Now, if we compare the classes in the dataset with 1000 Imagenet classes, we find that classes like dolphin, cow, racoon, bobcat, bat, seal, sheep, horse, grizzly bear, giraffe etc are not there in the Imagenet and still the authors went on with extracting ResNet101 features. I believe that the features extracted are generalizable and that is why authors consider these features as meaningful representations for the AWA images.

Your take on this ?

The idea is to get the representations for the images not belonging to ImageNet classes and use them along with their labels in some other classifier.


Solution

  • For only extracting the features, you can input any image you want in your pretrained VGG/other CNN. However, for the purpose of training, you have to implement other steps as stated below.

    The features that are extracted have been determined by means of exclusively training on those 1000 classes and belong to those 1000 classes. You can use your network to predict on images that do not belong to those 1000 classes, but in the paragraphs below I explain why this is not the desired approach.

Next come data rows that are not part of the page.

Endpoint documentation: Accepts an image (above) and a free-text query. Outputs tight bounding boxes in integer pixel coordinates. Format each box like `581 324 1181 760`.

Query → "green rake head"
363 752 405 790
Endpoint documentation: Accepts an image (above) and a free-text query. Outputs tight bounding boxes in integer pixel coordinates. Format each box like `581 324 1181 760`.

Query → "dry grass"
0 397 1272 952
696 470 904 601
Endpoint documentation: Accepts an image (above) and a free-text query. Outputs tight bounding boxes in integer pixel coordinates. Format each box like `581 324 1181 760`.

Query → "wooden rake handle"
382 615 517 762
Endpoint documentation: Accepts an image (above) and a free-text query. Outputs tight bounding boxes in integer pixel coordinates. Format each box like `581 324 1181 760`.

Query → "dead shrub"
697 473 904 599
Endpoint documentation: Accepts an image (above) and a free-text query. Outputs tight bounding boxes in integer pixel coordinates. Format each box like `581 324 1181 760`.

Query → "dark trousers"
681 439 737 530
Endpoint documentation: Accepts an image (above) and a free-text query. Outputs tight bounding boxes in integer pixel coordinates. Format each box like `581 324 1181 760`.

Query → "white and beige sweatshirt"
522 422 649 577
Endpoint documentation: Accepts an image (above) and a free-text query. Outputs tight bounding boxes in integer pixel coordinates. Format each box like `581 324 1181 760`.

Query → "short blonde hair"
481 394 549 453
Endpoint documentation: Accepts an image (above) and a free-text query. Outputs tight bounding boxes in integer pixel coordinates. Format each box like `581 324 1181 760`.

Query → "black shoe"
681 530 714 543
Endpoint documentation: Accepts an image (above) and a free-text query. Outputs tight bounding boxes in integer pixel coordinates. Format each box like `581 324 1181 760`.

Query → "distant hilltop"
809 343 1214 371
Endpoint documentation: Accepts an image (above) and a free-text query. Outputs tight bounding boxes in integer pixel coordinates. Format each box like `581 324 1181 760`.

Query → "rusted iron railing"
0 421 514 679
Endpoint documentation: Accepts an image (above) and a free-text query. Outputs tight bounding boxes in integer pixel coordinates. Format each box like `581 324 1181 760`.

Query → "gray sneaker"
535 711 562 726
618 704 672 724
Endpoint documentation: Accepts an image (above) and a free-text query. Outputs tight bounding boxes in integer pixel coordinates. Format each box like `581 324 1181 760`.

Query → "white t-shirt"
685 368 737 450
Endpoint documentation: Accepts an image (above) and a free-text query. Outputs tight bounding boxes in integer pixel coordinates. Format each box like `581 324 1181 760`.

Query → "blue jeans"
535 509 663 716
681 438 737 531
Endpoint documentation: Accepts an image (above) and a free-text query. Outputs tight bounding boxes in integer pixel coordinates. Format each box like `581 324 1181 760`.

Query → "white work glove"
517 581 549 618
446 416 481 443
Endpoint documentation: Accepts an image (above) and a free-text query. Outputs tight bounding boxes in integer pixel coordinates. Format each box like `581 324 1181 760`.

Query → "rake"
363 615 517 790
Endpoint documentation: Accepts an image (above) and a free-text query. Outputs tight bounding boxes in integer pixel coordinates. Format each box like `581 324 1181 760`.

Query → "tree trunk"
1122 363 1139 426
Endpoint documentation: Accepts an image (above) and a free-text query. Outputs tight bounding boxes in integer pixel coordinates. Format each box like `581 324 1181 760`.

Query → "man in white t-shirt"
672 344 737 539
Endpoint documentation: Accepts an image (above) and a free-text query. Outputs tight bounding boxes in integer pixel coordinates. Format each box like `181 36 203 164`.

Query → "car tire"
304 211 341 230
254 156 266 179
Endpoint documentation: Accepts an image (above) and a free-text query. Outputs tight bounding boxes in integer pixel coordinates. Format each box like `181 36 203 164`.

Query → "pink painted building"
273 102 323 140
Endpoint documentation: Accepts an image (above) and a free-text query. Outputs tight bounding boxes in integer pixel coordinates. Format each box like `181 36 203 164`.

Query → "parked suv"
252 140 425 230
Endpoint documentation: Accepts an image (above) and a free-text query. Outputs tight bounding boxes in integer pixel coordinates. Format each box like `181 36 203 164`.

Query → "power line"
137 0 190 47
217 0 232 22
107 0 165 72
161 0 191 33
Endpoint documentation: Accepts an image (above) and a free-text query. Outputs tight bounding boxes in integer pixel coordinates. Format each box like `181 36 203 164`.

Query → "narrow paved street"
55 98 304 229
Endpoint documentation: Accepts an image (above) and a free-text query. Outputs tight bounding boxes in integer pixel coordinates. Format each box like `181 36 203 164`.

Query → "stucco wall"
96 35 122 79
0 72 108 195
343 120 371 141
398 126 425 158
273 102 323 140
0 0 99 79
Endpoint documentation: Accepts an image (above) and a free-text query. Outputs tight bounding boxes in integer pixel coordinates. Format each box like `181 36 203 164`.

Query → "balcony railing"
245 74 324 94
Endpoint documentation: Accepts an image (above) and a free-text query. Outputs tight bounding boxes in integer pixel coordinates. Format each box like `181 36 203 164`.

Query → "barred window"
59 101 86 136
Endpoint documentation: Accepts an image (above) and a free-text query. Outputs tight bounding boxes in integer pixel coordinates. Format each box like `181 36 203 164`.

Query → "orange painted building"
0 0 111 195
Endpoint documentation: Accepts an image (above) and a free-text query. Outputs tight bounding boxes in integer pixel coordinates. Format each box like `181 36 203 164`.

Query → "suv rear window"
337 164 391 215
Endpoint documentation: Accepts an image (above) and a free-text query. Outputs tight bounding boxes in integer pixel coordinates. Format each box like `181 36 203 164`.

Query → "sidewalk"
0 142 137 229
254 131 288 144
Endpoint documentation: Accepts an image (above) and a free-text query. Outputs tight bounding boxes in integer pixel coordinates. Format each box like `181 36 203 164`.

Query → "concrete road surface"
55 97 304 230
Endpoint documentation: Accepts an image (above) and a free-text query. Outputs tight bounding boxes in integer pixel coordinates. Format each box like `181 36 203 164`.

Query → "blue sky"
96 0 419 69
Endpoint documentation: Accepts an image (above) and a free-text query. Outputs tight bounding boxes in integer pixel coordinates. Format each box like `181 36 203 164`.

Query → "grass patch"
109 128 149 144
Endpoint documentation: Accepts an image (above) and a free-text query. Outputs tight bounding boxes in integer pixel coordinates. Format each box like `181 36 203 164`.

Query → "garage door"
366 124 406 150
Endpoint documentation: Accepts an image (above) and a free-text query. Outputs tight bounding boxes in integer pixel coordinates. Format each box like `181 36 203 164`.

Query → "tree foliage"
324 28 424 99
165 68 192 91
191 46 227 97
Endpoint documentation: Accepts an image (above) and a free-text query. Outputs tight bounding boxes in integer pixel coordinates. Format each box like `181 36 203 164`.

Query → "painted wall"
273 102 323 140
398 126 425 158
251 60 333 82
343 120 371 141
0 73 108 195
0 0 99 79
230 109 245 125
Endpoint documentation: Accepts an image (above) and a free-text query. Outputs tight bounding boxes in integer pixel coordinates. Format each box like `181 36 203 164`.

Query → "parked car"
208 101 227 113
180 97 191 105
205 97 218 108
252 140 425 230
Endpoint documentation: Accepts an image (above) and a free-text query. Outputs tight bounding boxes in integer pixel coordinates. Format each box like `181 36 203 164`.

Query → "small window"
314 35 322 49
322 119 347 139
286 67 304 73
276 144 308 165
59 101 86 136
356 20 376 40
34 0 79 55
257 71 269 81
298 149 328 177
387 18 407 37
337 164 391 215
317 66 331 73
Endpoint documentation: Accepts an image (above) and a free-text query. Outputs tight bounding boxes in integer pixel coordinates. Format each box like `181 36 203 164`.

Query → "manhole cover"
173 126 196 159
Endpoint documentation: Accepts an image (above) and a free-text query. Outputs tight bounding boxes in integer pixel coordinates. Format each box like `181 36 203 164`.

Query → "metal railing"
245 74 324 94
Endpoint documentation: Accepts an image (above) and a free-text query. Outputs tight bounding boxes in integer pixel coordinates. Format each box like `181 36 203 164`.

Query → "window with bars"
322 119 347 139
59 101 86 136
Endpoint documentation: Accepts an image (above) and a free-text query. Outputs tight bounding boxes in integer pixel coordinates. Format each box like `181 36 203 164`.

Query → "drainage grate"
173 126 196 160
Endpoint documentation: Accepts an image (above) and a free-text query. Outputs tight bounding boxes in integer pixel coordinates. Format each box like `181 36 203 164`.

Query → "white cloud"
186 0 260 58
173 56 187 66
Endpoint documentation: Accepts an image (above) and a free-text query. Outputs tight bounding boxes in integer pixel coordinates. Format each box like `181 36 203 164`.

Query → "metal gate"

    The key point to outline here is that, the set features that were extracted can be used to detect/determine the presence of other objects within a photo, but not "ready"/"out of the box".

    For example, edges and lines are features that are not related exclusively to those 1000 classes, but also to other ones, hence they are useful, general features.

    Therefore, you can employ "transfer learning", to train on your own images (dataset), for example c1001, c1002, c1003.

    Notice however that you need to train on your own set before you can use the network to predict on your new images(new classes). Transfer learning refers to using the set of already gathered/learned features, which can be suitable to apply on another problem, but you need to train on your "new problem", say c1001, c1002, c1003.